Gotowy na niezły ubaw i trochę karcianego chaosu? Poznaj Gargantua Double Klondike – czyli taki klasyczny pasjans, ale podkręcony do kwadratu, bo układasz nie jedną, a dwie talii kart! Brzmi niewinnie? Ha! To jak powiedzieć, że dwie kanapki z serem to tylko podwójna kanapka. Tylko że tu zamiast sera masz kartowe tsunami wyzwań, które będą blokować Twoje ruchy niczym korki na A2 w godzinach szczytu.
W tej grze Twoim celem jest ułożenie kart od Asa do Króla – klasyk, jak poranna kawa, ale uwaga!

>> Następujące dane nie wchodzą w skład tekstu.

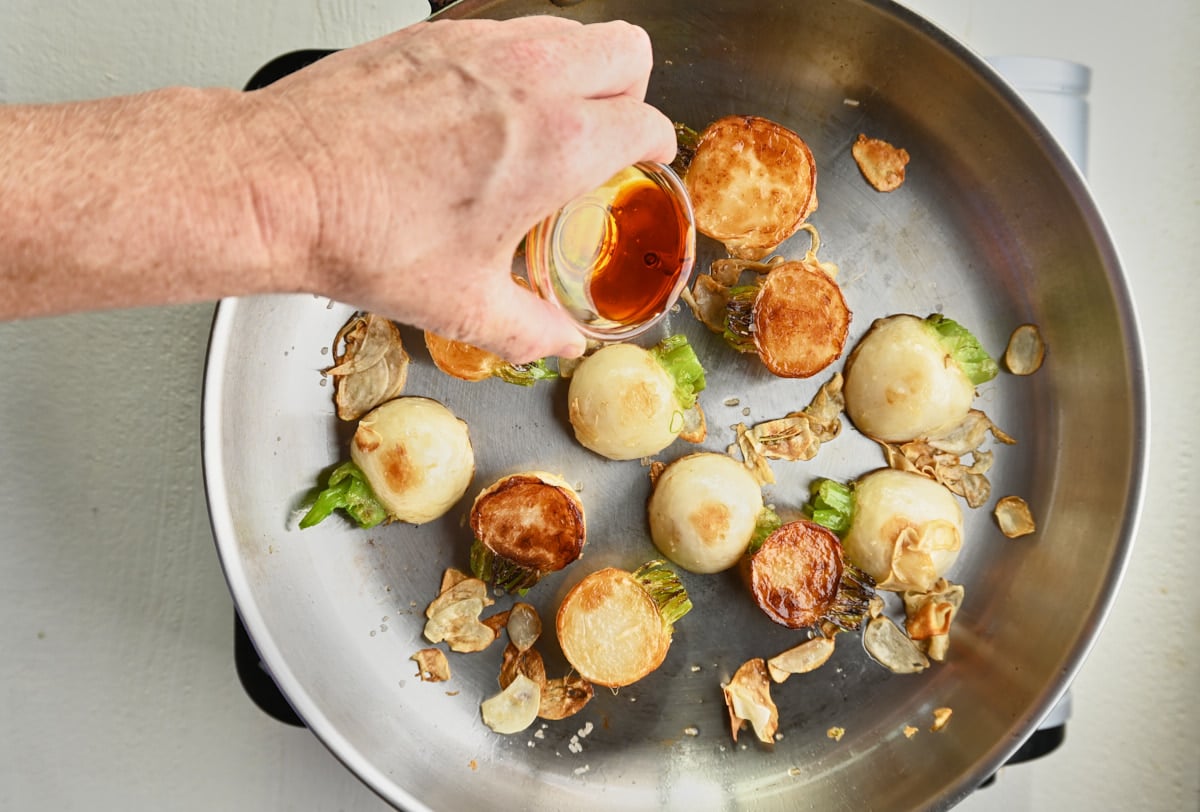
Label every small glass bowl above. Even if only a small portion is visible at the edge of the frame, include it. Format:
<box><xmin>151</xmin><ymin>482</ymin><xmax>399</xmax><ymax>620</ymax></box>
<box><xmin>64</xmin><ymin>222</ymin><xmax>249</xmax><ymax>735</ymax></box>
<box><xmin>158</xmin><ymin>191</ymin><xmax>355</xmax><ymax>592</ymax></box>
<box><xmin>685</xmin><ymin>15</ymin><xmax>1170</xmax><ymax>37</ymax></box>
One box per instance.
<box><xmin>525</xmin><ymin>162</ymin><xmax>696</xmax><ymax>342</ymax></box>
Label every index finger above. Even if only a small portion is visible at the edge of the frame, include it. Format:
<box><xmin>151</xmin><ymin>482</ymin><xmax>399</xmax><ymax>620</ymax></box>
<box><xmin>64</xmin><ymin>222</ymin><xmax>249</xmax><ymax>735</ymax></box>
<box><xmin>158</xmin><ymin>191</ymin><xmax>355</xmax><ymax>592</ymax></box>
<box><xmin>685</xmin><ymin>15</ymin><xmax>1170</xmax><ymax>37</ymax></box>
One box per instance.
<box><xmin>507</xmin><ymin>20</ymin><xmax>658</xmax><ymax>102</ymax></box>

Bo zamiast jednego pasjansa, dostajesz dwie, a nawet cztery talie do ogarnięcia. To trochę jak próba zrobienia porannego przeglądu Instagrama i jednoczesnego czytania książki – niby możliwe, ale miodzio będzie dopiero, gdy uda się to ogarnąć bez zawału. No i poziomy trudności są tak różnorodne, że każdy znajdzie coś dla siebie, od casualowego klikańca po hardcore’owego kartowego ninja.
Gra jest tak intuicyjna, że nawet Twoja babcia, która ostatnio z kartami miała kontakt przy remoncie kuchni, szybko załapie o co chodzi i zacznie układać talie niczym mistrzyniyni pokerowego stołu (no dobra, może trochę przesadzam, ale blisko!). Co więcej, grafika i muzyka wprowadzają w klimat równie dobrze jak ulubiona playlista na Spotify – czyli miło, przyjemnie, a czasem nawet trochę epicko. Moje uszy szczerze mówiąc krwawiły od pierwszych dźwięków, ale z czasem przywykłem i teraz nawet nucę te kawałki pod nosem.
Aha, i jeszcze jedno – jeśli chcesz sprawdzić, czy Twoi znajomi to naprawdę Twoi znajomi, to rzucajcie się na tryb wieloosobowy! Walka o najlepszy wynik potrafi ujawnić prawdziwe charaktery. Bo nic tak nie łamie przyjaźni jak ostatnia karta, którą wyciągniesz, by ukraść im wygraną – mówię z doświadczenia. Generalnie, Gargantua Double Klondike to idealna gra, żeby oderwać się od szarej rzeczywistości i zanurzyć w świecie kart, śmiechu i odrobiny zdrowej rywalizacji. Zatem, do dzieła, niech talie będą z Tobą!